You can decorate to the nines and pile presents high up around the tree. You can set the perfect table. You can show up to every holiday party in the ugliest Christmas sweater and bring the very best dish to pass. You can have your Christmas playlist set in October, and you can shop craft stores in September for first pick of everything red and green.
You can do all of these things and miss it entirely–the still small voice of Christmas tugging at you in a way that none of the above ever could or ever will.
Even though I know deep down that the true meaning of Christmas is outside of glitz and glamour, I think I’ve tasted a watered down version of this beautiful season because the distractions that surround it are all so seemingly attractive and full of sparkle.
Isn’t this true of so many things in life? How many times have I started in on something with great intention, but then been too easily drawn in another direction?
We pulled out decorations this weekend, and Jason hauled them downstairs in bins so that we could “put up Christmas,” as if hanging wreaths and setting out decorative pillows could translate into Christmas actually arriving here in the little blue house. Undeniably, the lights on the tree and each memorable ornament lend a spirit of Christmas to our home in this season. But if I think for a moment that putting up the tree translates to Christmas descending on our space, I have some heart work to do.
As timing would have it, the first day of December fell on a graceful Tuesday this year. Tuesdays are our down day in the week. Yesterday morning, Christmas boxes still strewn about the living room and ornaments just waiting to breathe, there was room in the day to let the morning stretch itself out wide. The kids and I decorated and played, danced and sang, twirled and decorated some more. This isn’t the norm for us–in fact, I’ve discovered I’m actually quite terrible at engaging in play the way the kiddos always wish I would. But yesterday, held accountable by the advent of this graceful December, and desiring that Henry and Eloise would experience something set apart this Christmas season, I swallowed down all of the things that didn’t register as true Christmas in my heart.
We stayed in our pjs long past lunchtime, which is foreign and uncomfortable for me, but a delight to the kids. We danced with snowflake wands and sang along to Frozen, sprinkled the tree with ornaments as playing and dancing permitted, and read together about Jesus’ own family tree.
I tried to focus on ushering breath into the first day of December. Honestly, it went against the grain of everything within me. Even though I’m not dwelling on lists at the moment, there were plenty of things I would have loved to accomplish by nap time that were sidelined instead. But here’s what I realized in the midst of doing my best to live gracefully throughout the day:
Christmas is arriving.
Christmas isn’t something I can manufacture–not in anything I produce, not in any number of decorations, and not in my heart.
Christmas happens. It happens when we’re giving it space and room to gracefully and quietly come in.

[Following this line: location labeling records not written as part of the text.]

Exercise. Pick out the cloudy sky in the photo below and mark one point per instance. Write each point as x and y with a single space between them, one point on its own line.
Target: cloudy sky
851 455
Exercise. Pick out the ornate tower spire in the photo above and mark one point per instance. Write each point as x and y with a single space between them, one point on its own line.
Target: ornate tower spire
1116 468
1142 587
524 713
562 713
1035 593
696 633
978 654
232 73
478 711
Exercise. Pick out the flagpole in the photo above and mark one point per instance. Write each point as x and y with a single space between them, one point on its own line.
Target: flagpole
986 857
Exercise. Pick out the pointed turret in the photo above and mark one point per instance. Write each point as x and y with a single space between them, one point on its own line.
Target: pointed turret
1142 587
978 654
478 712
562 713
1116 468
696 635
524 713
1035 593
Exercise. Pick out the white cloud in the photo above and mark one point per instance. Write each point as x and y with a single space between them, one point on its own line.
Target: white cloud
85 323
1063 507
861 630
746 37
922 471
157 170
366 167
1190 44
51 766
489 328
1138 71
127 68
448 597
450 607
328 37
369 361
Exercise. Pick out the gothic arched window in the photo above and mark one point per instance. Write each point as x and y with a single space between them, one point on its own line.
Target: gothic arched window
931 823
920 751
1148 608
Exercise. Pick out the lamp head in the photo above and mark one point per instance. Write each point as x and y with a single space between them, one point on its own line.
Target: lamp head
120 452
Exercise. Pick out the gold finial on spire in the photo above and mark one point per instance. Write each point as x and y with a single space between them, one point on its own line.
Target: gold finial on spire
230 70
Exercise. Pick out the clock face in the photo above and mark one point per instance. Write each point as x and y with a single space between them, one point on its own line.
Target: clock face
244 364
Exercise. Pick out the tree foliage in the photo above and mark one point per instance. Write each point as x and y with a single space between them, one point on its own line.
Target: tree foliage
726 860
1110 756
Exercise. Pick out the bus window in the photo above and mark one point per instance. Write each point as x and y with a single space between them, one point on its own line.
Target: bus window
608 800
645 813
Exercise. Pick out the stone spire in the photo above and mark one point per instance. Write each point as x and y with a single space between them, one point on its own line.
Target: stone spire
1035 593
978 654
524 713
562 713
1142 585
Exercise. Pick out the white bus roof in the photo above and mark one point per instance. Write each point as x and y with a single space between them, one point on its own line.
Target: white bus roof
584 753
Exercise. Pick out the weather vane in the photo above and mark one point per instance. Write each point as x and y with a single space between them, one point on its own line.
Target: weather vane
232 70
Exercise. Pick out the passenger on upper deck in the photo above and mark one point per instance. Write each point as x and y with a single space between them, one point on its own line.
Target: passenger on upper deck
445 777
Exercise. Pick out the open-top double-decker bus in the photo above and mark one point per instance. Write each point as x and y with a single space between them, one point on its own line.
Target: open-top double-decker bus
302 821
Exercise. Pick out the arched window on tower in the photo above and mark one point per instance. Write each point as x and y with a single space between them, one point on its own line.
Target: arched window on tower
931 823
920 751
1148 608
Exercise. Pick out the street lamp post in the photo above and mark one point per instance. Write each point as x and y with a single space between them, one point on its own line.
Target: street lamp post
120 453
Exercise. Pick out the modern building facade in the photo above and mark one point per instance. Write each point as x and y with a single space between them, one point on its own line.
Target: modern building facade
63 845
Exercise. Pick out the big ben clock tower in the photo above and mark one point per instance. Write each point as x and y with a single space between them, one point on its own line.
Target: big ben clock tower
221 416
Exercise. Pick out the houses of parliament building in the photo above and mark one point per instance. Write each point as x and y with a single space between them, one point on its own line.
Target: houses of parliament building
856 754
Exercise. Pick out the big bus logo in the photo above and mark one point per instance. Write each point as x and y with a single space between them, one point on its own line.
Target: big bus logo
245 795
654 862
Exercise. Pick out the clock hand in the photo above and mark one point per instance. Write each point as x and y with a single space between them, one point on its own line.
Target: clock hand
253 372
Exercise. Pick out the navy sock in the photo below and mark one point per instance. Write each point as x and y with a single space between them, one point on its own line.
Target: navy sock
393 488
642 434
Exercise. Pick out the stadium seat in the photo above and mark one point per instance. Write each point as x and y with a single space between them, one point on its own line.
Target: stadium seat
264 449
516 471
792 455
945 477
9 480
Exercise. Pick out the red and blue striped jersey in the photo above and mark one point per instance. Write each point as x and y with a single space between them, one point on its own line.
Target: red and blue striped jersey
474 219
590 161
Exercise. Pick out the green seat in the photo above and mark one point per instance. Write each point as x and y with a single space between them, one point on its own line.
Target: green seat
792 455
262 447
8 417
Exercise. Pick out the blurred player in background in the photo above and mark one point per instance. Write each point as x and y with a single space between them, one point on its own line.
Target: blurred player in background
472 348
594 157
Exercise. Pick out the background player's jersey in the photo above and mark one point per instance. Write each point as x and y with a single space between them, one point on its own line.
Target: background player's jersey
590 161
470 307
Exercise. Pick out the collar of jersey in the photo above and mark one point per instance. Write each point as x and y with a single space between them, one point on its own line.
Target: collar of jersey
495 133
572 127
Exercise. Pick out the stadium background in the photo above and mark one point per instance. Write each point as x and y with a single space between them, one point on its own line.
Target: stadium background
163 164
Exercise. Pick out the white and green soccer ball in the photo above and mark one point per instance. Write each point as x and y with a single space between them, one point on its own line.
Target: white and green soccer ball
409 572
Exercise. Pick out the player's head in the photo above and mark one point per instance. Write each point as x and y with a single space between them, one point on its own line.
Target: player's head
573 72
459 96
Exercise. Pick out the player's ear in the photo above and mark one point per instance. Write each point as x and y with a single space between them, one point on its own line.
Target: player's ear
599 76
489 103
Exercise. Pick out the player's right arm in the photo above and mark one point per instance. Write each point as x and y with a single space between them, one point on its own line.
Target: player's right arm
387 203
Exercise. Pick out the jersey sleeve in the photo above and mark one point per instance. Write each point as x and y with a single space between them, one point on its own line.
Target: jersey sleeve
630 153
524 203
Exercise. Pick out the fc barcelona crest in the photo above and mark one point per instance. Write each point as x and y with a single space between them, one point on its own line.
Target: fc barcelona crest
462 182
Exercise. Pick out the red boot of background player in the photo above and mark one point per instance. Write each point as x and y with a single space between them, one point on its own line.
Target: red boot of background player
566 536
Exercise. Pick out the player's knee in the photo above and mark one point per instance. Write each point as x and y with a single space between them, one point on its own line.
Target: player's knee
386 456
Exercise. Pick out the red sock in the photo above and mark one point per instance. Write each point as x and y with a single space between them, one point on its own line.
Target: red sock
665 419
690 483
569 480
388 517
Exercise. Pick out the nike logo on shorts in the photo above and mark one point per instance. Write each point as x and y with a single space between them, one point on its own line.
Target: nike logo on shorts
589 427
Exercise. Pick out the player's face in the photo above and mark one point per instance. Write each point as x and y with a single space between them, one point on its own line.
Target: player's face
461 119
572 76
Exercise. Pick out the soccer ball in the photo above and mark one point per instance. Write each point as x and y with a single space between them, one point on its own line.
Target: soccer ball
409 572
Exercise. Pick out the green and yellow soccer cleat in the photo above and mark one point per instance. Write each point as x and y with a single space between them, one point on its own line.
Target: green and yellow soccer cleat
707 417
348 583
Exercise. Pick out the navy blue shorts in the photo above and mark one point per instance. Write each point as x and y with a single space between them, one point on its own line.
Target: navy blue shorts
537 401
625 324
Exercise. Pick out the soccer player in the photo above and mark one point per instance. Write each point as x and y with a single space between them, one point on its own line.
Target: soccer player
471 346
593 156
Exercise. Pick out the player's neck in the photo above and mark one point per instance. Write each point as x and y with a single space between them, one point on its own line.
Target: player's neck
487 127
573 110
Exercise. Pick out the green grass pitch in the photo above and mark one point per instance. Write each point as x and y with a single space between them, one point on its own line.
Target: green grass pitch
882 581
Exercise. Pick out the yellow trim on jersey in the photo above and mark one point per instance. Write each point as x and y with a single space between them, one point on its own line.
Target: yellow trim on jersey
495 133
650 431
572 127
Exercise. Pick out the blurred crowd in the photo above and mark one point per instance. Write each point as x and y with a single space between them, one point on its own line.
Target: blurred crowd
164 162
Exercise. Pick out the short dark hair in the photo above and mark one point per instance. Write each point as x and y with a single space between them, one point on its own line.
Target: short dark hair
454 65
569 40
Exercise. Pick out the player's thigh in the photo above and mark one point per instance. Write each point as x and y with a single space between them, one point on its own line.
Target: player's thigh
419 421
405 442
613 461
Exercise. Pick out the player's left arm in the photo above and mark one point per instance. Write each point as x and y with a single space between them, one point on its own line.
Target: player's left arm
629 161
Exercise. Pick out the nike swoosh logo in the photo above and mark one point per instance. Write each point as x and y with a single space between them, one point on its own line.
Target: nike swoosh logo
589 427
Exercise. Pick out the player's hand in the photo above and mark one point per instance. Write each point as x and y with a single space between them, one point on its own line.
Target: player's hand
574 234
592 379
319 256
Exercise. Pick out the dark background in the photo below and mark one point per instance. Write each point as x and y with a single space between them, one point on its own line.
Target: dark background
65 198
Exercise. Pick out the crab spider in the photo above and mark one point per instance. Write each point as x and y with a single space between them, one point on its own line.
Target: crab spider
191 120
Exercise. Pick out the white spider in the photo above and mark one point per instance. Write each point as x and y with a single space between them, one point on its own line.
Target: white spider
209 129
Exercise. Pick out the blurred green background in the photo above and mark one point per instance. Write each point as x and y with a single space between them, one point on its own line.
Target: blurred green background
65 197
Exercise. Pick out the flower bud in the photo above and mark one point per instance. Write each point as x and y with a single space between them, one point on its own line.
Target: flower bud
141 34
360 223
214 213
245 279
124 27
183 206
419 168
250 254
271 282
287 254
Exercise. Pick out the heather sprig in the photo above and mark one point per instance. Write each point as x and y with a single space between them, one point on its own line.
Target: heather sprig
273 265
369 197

It happened when an unsuspecting young woman said yes to a holy, trustworthy God. It happened when her husband believed with her that the fulfillment of God’s promises and plan were not too great for them to cradle together. It happens when little ones draw close to hear stories of this Jesus who came down to earth as a tiny babe.
I couldn’t have found Christmas at Hobby Lobby or TJ Maxx or somewhere online yesterday, because both the day and my spirit begged for something different. Instead, Christmas came in on the heels of ornaments clumped together on boughs at two year old height. It came raw and unpolished, imperfect and full of grace in the wonder of something arriving through unencumbered eyes.
A graceful December, for me, means an exercise in self-restraint. It also means a prayerful consideration of the day, every morning, before my own desires and plans get in the way of Christmas truly happening in my home and heart.
I think it lovely that so many of us have the time and resources to create spaces in our homes that remind us it’s Christmas time. No doubt this brings joy to little ones, and to all of us who carry fond memories of how magically Christmas descended on the world when we were young. I’m grateful, too, that no matter how much or how little we do to “put up Christmas” around the house, it’s going to come anyway–and more gracefully, perhaps, when we set our sights on the empty and expectant manger, breathing deeply together at this time of year in wonder and in wait.